Katharina Hacker
Eine Art Liebe
(A Kind of Love)
Suhrkamp Verlag, September 2003. 280 pp.
ISBN 3-518-41460-7
Sophie, the narrator, is a young German who goes to Israel to study at the Hebrew University in Jerusalem. There she meets Moshe, a lawyer in his sixties. Some years later, Sophie and Mosche meet again in Berlin, where Mosche gives Sophie his 'gift': she is to write the story of his friend Jean, a Trappist monk, who has been found dead in a Berlin nightclub. Moshe tells the story in fragments, over a period of years, between visits and phone calls. The book is, in effect, his story.
Mosche's tale begins when he is a young boy, the son of German Jewish parents. It is 1938 and Mosche and his parents have been forced to leave Berlin and take refuge in France.
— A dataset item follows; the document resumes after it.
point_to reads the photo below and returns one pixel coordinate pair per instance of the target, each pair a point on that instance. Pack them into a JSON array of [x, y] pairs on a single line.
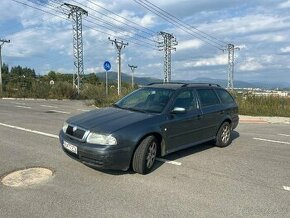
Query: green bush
[[263, 105]]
There they are befriended by a French priest, who persuades them to send Mosche to a French boarding school to ensure his safety. After he is forced to leave the first school, Mosche moves to a new school, where his identity is kept secret. A fellow pupil, Jean, suggests that Mosche share his name. So Mosche becomes Jean, learns French and temporarily sheds his Jewish identity. Soon Moshe's parents are captured while trying to escape into Switzerland. This is a tragedy for which both Jeans will come to feel responsible. Weighed down by the knowledge of the couple's death, each boy feels guilty of a certain and separate betrayal. After the war, Mosche recovers his Jewish identity, while Jean becomes a Trappist. The two friends remain in close contact, but something is clearly wrong. Jean disappears from his monastery, and is finally found dead in Berlin.
This is a haunting and compelling story written in simple but lyrical language. Hacker moves masterfully between settings, shifting between scenes from wartime France, the Gulf War and present-day Israel. Eine Art Liebe is a moving exploration of love across different boundaries.